Glaciation And Building Construction
You can tell a lot about the movement of glaciers over an area during the ice ages, the most recent of which ended about 12,000 years ago, just by observing the traditional construction in the area.
In some areas, there are many loose stones to be found in fields and just under the ground. Whenever farmers plow (plough) their fields, or other digging is done, such stones are uncovered and are used for building walls, chimneys and, entire structures.
Such loose stones are found when an advancing glacier, at the beginning of an ice age, chips stone off a mountain or escarpment of some type, carries it along, and then leaves it at the end of the ice age when the ice melts. These loose stones are very often rounded, which is the result of flowing water from the melting of the glacial ice and from any temporary lakes that may have formed.
In one ice age after another, this process is repeated until there is enough loose stone to build entire towns from. This does not, of course, include flat stones which are taken from stone quarries. That stone is from the underlying rock strata and has nothing to do with glaciation.
Even if an area is covered by ice during the ice ages, this mass deposit of loose stone will not take place unless the moving ice first passes through mountains, or other exposed stone, that it can chip away at. Much loose stone is found all across Britain because the ice passed through such mountains as those of Scotland and the Pennines. This concept enables us to track glacial movement simply by looking at the type of typical traditional architecture in a given area.
Norway is mountainous and far to the north, so that it would certainly be involved with glaciation. Yet, traditional Norwegian architecture is focused much more on wood than stone. This confirms what I wrote in "New Discoveries In Europe Concerning Glaciers", on the glacial blog.
Ice moving from the northwest bounced off the Norwegian Mountains. The mountains themselves would have produced glaciers, which moved southeastward toward the border with Sweden. But this ice did not come across much rock to chip away at and carry with it. If the main glacial movement had gone right through the Norwegian Mountains, it would have chipped off a considerable amount of loose stone, and this would be seen today in the traditional architecture of the region. Further south, in northern Europe, there is also less rounded stone to be seen in the traditional architecture than there is in Britain, and this also fits this scenario.

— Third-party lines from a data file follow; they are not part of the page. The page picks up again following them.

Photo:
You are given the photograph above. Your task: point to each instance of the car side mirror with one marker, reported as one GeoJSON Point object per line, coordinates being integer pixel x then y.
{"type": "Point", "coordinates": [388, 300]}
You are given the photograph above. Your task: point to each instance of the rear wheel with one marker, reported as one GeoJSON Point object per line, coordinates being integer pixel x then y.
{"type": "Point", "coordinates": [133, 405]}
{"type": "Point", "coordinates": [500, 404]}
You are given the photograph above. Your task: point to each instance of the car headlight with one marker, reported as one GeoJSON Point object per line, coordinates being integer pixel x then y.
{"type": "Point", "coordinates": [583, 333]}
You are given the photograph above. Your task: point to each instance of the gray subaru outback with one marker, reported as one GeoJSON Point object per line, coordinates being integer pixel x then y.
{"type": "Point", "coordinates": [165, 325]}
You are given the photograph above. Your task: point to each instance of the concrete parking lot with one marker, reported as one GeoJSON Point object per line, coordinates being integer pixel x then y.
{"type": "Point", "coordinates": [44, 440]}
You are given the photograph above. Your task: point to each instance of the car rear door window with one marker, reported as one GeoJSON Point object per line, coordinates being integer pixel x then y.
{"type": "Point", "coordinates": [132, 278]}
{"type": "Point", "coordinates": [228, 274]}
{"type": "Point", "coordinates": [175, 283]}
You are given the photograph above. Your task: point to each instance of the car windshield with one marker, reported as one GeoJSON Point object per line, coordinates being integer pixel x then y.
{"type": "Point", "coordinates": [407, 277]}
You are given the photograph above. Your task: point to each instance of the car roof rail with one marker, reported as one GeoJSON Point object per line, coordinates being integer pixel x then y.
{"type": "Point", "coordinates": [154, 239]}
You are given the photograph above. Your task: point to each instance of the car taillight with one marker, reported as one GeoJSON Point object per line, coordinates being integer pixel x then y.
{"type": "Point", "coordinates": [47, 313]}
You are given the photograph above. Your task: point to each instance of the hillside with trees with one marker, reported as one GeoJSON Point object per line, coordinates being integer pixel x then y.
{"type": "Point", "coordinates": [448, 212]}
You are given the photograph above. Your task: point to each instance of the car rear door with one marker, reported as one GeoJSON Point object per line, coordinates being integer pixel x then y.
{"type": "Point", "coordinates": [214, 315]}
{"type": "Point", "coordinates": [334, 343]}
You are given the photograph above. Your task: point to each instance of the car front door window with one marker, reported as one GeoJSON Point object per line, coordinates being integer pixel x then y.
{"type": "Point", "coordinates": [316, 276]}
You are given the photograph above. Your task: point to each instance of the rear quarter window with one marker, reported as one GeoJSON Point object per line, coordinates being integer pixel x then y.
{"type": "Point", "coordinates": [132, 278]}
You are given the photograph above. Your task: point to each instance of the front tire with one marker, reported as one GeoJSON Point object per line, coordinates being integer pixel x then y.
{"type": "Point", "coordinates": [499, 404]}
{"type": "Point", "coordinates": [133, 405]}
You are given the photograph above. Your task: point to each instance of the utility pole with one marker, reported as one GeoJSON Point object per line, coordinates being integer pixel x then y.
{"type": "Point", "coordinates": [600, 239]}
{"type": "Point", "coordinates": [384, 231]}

Ireland had it's landscape just as swept by glacial ice as Britain. The reason that loose, rounded stone is less to be found in it's architecture can easily be seen on a map. The movement of ice toward Ireland from the northwest did not pass by exposed stone, as the ice that crossed Britain did.
Very large boulders can also be moved by glacial ice. Near Niagara Falls, on Goat Island, there is such a boulder. The stone of which the boulder is composed does not match that of any stone in the area. But in northern Ontario, there is a native stone that matches that of the boulder. It was moved to it's present location, far to the south, by the ice age glacial movement.